Flournoy in Beijing last week

If Michèle Flournoy were a man, no one outside of nerdy defense circles would have noted her announcement Monday that she will be leaving the Pentagon’s No. 3 post – the under secretary of defense for policy – come February. And no one – not even the dweebiest of defense dweebs – would care that she has three kids, ages 9, 12 and 14, and that for the past three years she has held one of the Pentagon’s most bruising, demanding jobs.

But she has held the job for nearly three years, and she does have three young children. “You go home at night and it’s `Sorry honey, I missed the Christmas pageant because I was in China, negotiating with the Chinese’ – she’s the defense point person on one of the most important relationships the United States has, and it’s incredibly important and fulfilling, but it doesn’t make up for missing the Christmas pageant,” says retired Army officer John Nagl. He succeeded Flournoy in helping run the Center for a New American Security, an independent national-security think tank in the capital, that Flournoy founded in 2007.

Flournoy told the Associated Press – in an apparently coordinated session that was followed quickly by a statement of praise from Defense Secretary Leon Panetta – that she is seeking to spend more time with her family. “Right now I need to recalibrate a little bit and invest a little bit more in the family account for a while,” she told the AP. “We’ve been going flat out for more than three years.”
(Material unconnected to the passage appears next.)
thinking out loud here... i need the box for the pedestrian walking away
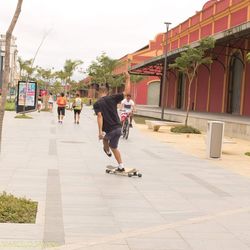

Panetta praised her. “From guiding our strategy in Afghanistan and Iraq, to helping set the department’s priorities and global posture through the 2010 Quadrennial Defense Review as well as the strategy review that has been underway this year,” he said, “Michèle has made a strong and lasting positive imprint on this department and on our nation’s security.”

While a need for more family time has long been heard in Washington as a white lie meaning the boss feels it as time for an underling to move on, associates said that is not the case here. Both Flournoy and her husband, Scott Gould, the No.2 official at the Department of Veterans Affairs, have been putting in long hours as their children grow up. “They’ve been joking for awhile,” Nagl says, “about who was going to leave government first.”

“It’s a tough juggling act,” says Elspeth “Cam” Ritchie, who retired as the Army’s top psychiatrist in 2010, “for a woman who often is the center of the family and who doesn’t have control of her very busy job.”

Flournoy, 50, served as the Pentagon’s top policy adviser to former defense chief Robert Gates, and for the last six months to Panetta. Her role involves standing like a traffic cop at the intersection of defense policy and politics, crafting guidance for the defense chief on everything from budgets to relations with China. She said she plans to work for Obama’s re-election once she leaves her Pentagon post.

A moderate on defense matters, she remains at the top of the Democrats’ list of women who have a solid chance of becoming the nation’s first female defense secretary. “Whenever a woman takes a job not held by women before, people wonder if it can be done,” former secretary of state Madeleine Albright told Washingtonian magazine in a Flournoy profile earlier this year. “And then when it is, people are surprised it was ever an issue.”